Where'd you come up with the math of like, all right, $500K?

Well, you can model these out. There's a website called Options Profit Calculator, and you basically say, this is the stock, and it'll show you in a variety of scenarios. And so for example, in that one I just said, Okay. In previous recessions, a recession is defined as what? More than—

SAM

Like 4 quarters.

15% drawdown over 2 quarters or whatever. I just said, look, if that happens over the next year, I will get a payout and I could look at the different payouts based on where it went.

SAM

Are you buying any real estate right now?

No, I hate real estate.

SAM

Are you, Shawn?

SHAAN

Buying real estate? No, not at the moment.

SHAAN

It's just not—

SAM

how do you qualify for an interest-only loan? You just got to make a lot of money?

I think you can do it via most banks. It might be the sort of thing where you have to have some sort of collateral or other assets or be at a larger scale. Are you fixed or are you adjustable? Yeah, I'm fixed. Yeah.

SHAAN

So then you got locked in at what rate? When it was back at 2.37?

I think I locked in at 5. I'm one of those people where I was like, you know, hey, let's lock in at 3%. Didn't do it. Let it go too long. Ended up locking at 5%. But it goes back to, I want to sleep at night. It's possible interest rates go back down to 2% and I feel like an idiot, but I want to sleep at night. I just want— if interest rates go to 8%, 10%, which is, you know, maybe not high probability, but it's certainly possible historically. I don't want to deal with that.

SAM

Sean, are you buying a house now?

SHAAN

No, I just rented this place. So it's like a 2-year, 3-year rental. Yeah, I like renting. I like renting the place I live.

SAM

Me too. I love it.

SHAAN

For multiple reasons. But basically, buying the house you own is not a great investment. There's no yield, right? You are the tenant. So it's not like— I think people conflate those two things. If you buy property that pays you, okay, that's an asset. If you buy property you live in and it costs you money, that's a liability in my opinion. So I think that's the first piece. Second piece is picking the place you like to live is not always the best investment. What are the odds that the best investment of a pretty significant amount of capital is the place my wife really likes the countertops? It's just not going to be the place. That's not where the value is. Trust me.

SAM

Yeah.

You have people that put 50% or even 90% of their personal net worth into a single investment, which is a house. And then they go, oh, it doubled in value over 15 years. And you're going, yeah, if you just bought an ETF, you would have had the same result. And if you bought an individual stock, you probably could have done way, way better. So to me, it's like, if someone's completely— if they're not an investor at all, then sure, go buy a house all day, whatever. So saving is a reasonably okay investment. But if you're even remotely smart and you know how to read and you go and read investing books and stuff, I think it's crazy. I mean, I would, I would just rent a house all day and put everything into equities and businesses.

SAM

We're renting it too. I own a house in Austin because I wanted that to be my residence and whatever we did. And I actually rent that house out now when I'm not there. I would much rather in the future for like the next 10 years Sarah and I, even when we have kids, we're renting for sure. And I want to go a step further. I want to rent all my furniture too. So there's a company called Feather. Have you guys heard of Feather? You can rent furniture on that website, but it's only in certain cities. And I intend to rent a place and I'll, and I'll get a nice place and it'll cost me $10,000 to $15,000 a month. And then I'll spend another $2,000 to $3,000 a month and rent all my furniture. I want to own nothing. I love it. It's so much. I love it. It feels so much better not owning stuff. I was, I'm on my way back now to Austin and I was in Brooklyn for 4 months and I I rented a furnished place and it was sick. It made me so much happier.

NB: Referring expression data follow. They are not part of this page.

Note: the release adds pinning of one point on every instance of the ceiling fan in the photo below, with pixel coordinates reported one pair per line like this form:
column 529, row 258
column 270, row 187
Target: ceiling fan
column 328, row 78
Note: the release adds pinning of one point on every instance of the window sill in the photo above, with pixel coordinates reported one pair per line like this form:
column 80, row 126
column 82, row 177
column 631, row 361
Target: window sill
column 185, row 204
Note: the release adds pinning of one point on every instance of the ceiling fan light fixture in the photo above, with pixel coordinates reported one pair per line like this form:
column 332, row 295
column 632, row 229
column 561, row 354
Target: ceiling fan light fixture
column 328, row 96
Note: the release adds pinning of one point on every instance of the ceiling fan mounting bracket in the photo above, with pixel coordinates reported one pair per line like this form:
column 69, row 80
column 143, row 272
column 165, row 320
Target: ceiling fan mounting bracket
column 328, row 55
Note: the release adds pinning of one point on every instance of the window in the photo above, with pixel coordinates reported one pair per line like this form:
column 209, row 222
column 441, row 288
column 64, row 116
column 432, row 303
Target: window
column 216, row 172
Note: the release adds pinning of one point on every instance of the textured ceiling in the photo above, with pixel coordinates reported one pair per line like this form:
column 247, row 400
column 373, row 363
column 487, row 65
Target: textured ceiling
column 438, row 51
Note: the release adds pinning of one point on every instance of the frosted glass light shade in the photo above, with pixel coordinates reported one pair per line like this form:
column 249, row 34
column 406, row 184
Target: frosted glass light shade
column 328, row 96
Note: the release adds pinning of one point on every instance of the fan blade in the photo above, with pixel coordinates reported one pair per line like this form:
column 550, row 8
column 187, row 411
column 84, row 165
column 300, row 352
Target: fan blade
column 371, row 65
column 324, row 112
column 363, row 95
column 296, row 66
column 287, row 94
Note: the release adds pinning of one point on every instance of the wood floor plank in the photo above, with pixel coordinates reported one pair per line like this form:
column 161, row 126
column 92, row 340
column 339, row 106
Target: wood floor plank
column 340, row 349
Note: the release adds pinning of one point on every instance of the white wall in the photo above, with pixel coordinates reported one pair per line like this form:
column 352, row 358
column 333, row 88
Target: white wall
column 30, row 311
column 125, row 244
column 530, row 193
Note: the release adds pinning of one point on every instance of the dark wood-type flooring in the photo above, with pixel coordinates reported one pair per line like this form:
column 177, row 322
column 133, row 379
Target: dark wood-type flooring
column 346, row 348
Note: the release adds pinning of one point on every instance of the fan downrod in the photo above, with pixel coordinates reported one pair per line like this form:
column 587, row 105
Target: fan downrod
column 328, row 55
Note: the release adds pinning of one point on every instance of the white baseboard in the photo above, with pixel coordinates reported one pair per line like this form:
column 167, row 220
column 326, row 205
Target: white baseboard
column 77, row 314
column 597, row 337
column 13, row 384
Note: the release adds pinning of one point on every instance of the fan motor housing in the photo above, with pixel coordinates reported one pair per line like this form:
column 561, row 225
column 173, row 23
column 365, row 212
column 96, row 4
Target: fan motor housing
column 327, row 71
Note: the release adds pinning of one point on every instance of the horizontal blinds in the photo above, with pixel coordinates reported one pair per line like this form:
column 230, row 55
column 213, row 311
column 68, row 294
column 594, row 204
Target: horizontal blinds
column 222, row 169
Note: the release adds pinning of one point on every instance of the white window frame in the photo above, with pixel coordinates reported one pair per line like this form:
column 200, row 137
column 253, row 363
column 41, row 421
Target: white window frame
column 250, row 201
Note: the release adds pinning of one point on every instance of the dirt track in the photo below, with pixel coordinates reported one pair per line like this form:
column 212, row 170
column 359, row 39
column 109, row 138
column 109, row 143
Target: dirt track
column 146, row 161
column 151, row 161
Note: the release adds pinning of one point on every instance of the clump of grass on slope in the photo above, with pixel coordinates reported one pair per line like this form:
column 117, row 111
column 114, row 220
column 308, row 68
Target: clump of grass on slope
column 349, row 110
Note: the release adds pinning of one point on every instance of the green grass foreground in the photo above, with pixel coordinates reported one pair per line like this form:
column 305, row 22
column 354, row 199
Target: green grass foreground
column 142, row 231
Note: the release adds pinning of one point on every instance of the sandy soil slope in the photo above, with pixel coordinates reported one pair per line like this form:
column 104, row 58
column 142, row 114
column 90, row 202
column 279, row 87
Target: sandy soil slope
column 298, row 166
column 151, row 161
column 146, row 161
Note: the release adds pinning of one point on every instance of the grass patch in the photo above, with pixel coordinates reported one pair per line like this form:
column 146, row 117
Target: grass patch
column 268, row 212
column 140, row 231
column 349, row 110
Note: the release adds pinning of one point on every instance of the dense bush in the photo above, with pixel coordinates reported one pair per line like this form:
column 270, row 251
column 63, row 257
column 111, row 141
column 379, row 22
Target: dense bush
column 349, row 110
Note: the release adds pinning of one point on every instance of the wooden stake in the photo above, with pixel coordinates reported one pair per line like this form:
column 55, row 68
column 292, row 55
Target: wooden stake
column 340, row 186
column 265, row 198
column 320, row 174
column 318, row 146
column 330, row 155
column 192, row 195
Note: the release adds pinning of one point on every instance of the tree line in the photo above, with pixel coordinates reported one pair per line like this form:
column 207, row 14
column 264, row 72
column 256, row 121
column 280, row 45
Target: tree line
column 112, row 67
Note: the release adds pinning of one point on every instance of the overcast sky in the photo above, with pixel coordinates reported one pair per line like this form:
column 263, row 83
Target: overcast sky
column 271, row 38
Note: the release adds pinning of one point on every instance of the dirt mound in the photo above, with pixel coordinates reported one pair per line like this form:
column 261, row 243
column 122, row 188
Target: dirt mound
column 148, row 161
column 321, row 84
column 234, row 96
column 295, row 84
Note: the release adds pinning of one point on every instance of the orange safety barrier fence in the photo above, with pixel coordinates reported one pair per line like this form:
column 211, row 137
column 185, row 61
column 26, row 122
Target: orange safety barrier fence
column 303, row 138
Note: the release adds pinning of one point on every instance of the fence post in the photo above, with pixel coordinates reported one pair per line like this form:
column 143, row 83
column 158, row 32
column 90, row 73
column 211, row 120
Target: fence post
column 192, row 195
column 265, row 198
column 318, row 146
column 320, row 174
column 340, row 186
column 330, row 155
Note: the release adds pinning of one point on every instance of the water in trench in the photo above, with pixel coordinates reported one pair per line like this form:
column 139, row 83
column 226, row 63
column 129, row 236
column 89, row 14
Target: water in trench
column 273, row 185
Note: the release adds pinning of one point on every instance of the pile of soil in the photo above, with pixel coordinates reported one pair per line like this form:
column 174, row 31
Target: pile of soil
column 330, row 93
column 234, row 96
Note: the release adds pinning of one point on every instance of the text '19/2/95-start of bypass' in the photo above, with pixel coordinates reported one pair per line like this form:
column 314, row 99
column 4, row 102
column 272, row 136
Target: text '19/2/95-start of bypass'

I, I'm realizing like, so over the last couple of years, like I bought like a, I have a house at a lake locally. I've got a place in Vancouver. I've got a house here. And then the stuff and the management, like just, I have to have a staff that now manage all the houses. Right. And I own them. I, you know, I do this interest only thing, but I do own them and I am responsible for them. And it's just constant stuff breaking, new furniture, hiring designers, doing renos, all this stuff. And so you realize pretty quickly, everyone thinks they want to have 10 palatial estates all over the world, but no, it becomes yet another business to manage, yet another P&L, yet another group of people who you have to give opportunity to and have HR around and everything. It's, uh, you know, don't cry any tears for me, but yeah, it's, it's really annoying.

SHAAN

Yeah. I think everybody, uh, ends up a prisoner of a prison of their own making. And so, you know, you want to design that prison to be— what are you going to be a prisoner to? Is it your stuff? Is it your properties? Right? Like if I bought a fancy car and I lived in San Francisco, I'd just be stressed all the time that it's going to get scratched or it's going to get broken into. And like, you know, I, it would net make me less happy and less free. And so it's like, where do I want to optimize for? Is more free and more happy? And so, cool, I need to do some things to make that happen. Maybe exercise is part of the prison I want to design. It's like, cool, I know that if I do this all the time and I make this a part of my routine and it's important to me and I don't miss it and I make time for it all the time, it costs me money and it's hard effort, but it has this payoff of how I get to feel at the end, how much more healthy I can be, how much more mobile I can be, et cetera, et cetera. And so I think it's not— people think you got to choose what you want or you got to choose what you want to do. I think it's also you got to choose the constraints you're going to put on your body and your time and yourself and your psyche because you will have some. And whether you chose them or not, that's up to you.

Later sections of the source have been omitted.